SparkAutoML

class sparklightautoml.automl.base.SparkAutoML(reader=None, levels=None, timer=None, blender=None, skip_conn=False, return_all_predictions=False, computation_settings=('no_parallelism', -1))[source]

Bases: TransformerInputOutputRoles

Class for compile full pipeline of AutoML task.

AutoML steps:

  • Read, analyze data and get inner LAMLDataset from input dataset: performed by reader.

  • Create validation scheme.

  • Compute passed ml pipelines from levels. Each element of levels is list of MLPipelines prediction from current level are passed to next level pipelines as features.

  • Time monitoring - check if we have enough time to calc new pipeline.

  • Blend last level models and prune useless pipelines to speedup inference: performed by blender.

  • Returns prediction on validation data. If crossvalidation scheme is used, out-of-fold prediction will returned. If validation data is passed it will return prediction on validation dataset. In case of cv scheme when some point of train data never was used as validation (ex. timeout exceeded or custom cv iterator like TimeSeriesIterator was used) NaN for this point will be returned.

Example

Common usecase - create custom pipelines or presets.

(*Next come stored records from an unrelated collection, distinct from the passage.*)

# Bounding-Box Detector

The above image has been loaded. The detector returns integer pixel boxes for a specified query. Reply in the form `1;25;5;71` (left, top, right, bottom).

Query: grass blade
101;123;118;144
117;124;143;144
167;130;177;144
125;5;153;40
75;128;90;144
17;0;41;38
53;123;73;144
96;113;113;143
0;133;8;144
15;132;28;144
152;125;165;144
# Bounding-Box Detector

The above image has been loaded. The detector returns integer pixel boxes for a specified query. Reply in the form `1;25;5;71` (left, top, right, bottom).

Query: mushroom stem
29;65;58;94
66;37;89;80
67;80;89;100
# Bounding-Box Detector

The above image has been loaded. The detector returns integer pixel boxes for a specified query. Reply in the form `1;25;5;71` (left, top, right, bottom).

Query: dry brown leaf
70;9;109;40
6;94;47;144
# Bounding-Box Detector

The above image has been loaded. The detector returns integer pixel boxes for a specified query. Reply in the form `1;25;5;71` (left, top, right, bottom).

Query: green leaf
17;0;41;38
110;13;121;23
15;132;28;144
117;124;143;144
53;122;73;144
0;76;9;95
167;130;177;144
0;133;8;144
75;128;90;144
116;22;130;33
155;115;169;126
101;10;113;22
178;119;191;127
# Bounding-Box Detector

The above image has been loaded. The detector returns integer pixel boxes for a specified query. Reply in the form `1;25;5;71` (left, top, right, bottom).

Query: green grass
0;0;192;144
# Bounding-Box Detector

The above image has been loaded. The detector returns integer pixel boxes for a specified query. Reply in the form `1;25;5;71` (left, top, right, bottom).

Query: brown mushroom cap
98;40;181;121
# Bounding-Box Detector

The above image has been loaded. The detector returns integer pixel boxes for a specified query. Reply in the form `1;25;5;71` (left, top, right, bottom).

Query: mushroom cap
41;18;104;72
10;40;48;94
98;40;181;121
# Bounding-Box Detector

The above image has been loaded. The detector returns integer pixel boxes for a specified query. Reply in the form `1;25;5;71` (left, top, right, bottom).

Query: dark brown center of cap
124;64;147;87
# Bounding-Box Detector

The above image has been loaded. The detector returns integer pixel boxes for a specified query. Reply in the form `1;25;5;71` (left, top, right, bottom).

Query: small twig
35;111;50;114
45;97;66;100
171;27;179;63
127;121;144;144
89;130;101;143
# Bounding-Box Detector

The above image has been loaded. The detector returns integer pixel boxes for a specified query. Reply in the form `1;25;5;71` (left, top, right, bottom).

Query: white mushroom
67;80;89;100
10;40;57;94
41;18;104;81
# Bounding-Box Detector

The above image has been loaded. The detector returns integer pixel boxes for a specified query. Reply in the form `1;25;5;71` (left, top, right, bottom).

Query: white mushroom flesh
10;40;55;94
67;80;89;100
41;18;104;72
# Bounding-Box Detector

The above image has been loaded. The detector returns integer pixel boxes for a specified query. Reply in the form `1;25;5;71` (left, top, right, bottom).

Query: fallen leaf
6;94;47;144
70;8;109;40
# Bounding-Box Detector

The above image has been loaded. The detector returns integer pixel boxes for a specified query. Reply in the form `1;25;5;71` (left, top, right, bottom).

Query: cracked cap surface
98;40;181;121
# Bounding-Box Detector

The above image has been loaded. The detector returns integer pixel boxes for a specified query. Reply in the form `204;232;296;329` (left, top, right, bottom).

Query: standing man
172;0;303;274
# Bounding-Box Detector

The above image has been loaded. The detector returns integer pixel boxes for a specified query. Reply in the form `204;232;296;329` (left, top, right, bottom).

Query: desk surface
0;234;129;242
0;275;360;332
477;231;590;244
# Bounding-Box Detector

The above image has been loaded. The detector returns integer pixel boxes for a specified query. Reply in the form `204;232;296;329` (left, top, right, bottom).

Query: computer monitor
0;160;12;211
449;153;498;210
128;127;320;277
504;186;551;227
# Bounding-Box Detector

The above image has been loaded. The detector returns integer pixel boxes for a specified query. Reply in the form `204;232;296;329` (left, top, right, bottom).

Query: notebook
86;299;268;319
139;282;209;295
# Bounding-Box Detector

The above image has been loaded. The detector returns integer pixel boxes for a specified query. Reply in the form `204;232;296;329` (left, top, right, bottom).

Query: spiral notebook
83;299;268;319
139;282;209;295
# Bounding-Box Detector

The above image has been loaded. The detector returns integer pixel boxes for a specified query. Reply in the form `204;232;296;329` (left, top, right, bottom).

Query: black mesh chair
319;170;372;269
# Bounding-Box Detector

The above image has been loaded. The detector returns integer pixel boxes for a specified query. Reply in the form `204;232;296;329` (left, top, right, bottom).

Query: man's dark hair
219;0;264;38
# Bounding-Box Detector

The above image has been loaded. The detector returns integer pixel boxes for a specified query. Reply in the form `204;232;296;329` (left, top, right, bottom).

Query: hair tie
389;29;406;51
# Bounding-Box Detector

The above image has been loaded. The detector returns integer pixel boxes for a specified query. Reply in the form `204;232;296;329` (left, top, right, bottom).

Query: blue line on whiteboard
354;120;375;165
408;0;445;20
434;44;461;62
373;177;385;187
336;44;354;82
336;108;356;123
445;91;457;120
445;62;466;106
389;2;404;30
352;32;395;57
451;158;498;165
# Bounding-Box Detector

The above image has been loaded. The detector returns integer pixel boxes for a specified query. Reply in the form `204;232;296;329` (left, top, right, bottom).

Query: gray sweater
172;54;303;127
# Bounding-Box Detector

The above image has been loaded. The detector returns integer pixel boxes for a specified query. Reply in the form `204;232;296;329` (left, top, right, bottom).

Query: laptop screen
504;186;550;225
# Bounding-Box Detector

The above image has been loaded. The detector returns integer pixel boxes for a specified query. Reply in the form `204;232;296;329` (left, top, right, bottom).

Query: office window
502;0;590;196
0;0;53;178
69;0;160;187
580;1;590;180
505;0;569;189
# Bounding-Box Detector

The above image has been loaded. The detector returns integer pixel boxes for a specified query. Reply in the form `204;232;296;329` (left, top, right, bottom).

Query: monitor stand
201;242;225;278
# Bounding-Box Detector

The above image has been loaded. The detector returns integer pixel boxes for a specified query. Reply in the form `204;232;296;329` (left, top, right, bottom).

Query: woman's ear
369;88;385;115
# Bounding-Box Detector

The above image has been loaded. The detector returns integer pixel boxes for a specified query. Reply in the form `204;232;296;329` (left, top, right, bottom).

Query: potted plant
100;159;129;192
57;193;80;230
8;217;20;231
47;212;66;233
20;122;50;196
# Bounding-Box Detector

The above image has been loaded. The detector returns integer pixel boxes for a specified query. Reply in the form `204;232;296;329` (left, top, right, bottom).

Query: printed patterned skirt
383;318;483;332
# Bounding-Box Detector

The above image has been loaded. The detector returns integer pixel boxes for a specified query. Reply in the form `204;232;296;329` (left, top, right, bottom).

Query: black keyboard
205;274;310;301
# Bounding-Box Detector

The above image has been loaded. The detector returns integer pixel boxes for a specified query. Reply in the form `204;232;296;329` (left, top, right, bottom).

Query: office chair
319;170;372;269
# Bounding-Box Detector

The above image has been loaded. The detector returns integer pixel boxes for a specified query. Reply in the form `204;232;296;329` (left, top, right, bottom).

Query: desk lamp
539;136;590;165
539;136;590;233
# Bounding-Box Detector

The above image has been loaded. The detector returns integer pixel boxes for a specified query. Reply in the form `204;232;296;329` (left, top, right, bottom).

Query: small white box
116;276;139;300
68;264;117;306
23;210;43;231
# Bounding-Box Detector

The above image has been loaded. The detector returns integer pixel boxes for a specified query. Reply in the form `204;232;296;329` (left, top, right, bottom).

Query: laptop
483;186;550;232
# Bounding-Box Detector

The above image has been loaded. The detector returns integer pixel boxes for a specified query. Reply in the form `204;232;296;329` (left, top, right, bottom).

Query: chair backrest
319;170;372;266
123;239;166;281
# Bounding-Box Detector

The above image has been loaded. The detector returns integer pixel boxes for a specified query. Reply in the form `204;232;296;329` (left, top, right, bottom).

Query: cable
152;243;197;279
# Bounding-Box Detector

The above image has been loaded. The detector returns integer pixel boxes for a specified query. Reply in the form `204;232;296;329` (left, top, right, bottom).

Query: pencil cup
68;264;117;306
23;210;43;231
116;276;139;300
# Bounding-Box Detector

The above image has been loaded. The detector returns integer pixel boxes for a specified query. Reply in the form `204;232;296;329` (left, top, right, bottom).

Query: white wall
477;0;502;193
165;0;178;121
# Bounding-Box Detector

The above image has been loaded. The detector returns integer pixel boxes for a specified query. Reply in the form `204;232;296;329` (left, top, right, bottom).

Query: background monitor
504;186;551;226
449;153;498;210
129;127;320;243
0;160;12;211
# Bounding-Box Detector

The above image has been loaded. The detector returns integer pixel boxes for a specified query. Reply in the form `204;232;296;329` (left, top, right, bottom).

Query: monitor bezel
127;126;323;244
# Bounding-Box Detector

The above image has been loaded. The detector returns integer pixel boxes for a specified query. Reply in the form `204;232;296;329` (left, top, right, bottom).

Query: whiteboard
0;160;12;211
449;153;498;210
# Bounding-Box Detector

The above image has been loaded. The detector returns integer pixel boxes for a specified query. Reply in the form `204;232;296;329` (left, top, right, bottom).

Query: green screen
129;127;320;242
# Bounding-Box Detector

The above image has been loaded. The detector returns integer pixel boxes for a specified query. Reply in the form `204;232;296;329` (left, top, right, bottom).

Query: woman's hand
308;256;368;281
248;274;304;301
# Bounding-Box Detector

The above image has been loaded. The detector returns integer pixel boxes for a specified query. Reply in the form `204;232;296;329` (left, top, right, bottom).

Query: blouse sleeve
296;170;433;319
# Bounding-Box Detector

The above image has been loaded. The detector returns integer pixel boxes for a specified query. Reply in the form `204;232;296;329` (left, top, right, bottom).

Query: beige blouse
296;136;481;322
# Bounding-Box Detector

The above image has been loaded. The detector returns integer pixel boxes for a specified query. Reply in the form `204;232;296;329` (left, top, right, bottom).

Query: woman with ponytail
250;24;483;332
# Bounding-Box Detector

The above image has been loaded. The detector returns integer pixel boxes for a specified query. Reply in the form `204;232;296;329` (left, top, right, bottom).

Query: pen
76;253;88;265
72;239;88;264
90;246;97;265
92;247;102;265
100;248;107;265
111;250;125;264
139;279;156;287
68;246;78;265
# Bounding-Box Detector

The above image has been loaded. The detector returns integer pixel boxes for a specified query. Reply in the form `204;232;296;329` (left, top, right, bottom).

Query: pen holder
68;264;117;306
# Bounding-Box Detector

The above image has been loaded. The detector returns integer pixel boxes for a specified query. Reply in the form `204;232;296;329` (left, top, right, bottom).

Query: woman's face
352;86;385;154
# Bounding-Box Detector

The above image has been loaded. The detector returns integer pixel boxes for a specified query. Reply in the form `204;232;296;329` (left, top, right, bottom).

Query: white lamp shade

>>> reader = SparkToSparkReader()
>>> pipe = SparkMLPipeline([SparkMLAlgo()])
>>> levels = [[pipe]]
>>> automl = SparkAutoML(reader, levels, )
>>> automl.fit_predict(data, roles={'target': 'TARGET'})
__init__(reader=None, levels=None, timer=None, blender=None, skip_conn=False, return_all_predictions=False, computation_settings=('no_parallelism', -1))[source]
Parameters:

Note

There are several verbosity levels:

  • 0: No messages.

  • 1: Warnings.

  • 2: Info.

  • 3: Debug.

fit_predict(train_data, roles, train_features=None, cv_iter=None, valid_data=None, valid_features=None, verbose=0, persistence_manager=None)[source]

Fit on input data and make prediction on validation part.

Parameters:
  • train_data (Any) – Dataset to train.

  • roles (dict) – Roles dict.

  • train_features (Optional[Sequence[str]]) – Optional features names, if cannot be inferred from train_data.

  • cv_iter (Optional[Iterable]) – Custom cv iterator. For example, TimeSeriesIterator.

  • valid_data (Optional[Any]) – Optional validation dataset.

  • valid_features (Optional[Sequence[str]]) – Optional validation dataset features if can’t be inferred from valid_data.

  • verbose (int) – controls verbosity

Return type:

SparkDataset

Returns:

Predicted values.

predict(data, return_all_predictions=None, add_reader_attrs=False, persistence_manager=None)[source]

Get dataset with predictions.

Almost same as lightautoml.automl.base.AutoML.predict on new dataset, with additional features.

Additional features - working with different data formats. Supported now:

  • Path to .csv, .parquet, .feather files.

  • ndarray, or dict of ndarray. For example, {'data': X...}. In this case roles are optional, but train_features and valid_features required.

  • pandas.DataFrame.

Parallel inference - you can pass n_jobs to speedup prediction (requires more RAM). Batch_inference - you can pass batch_size to decrease RAM usage (may be longer).

Parameters:
  • data (Union[str, DataFrame]) – Dataset to perform inference.

  • features_names – Optional features names, if cannot be inferred from train_data.

  • return_all_predictions (Optional[bool]) – if True, returns all model predictions from last level

  • add_reader_attrs (bool) – if True, the reader’s attributes will be added to the SparkDataset

Return type:

SparkDataset

Returns:

Dataset with predictions.

collect_used_feats()[source]

Get feats that automl uses on inference.

Return type:

List[str]

Returns:

Features names list.

collect_model_stats()[source]

Collect info about models in automl.

Return type:

Dict[str, int]

Returns:

Dict with models and its runtime numbers.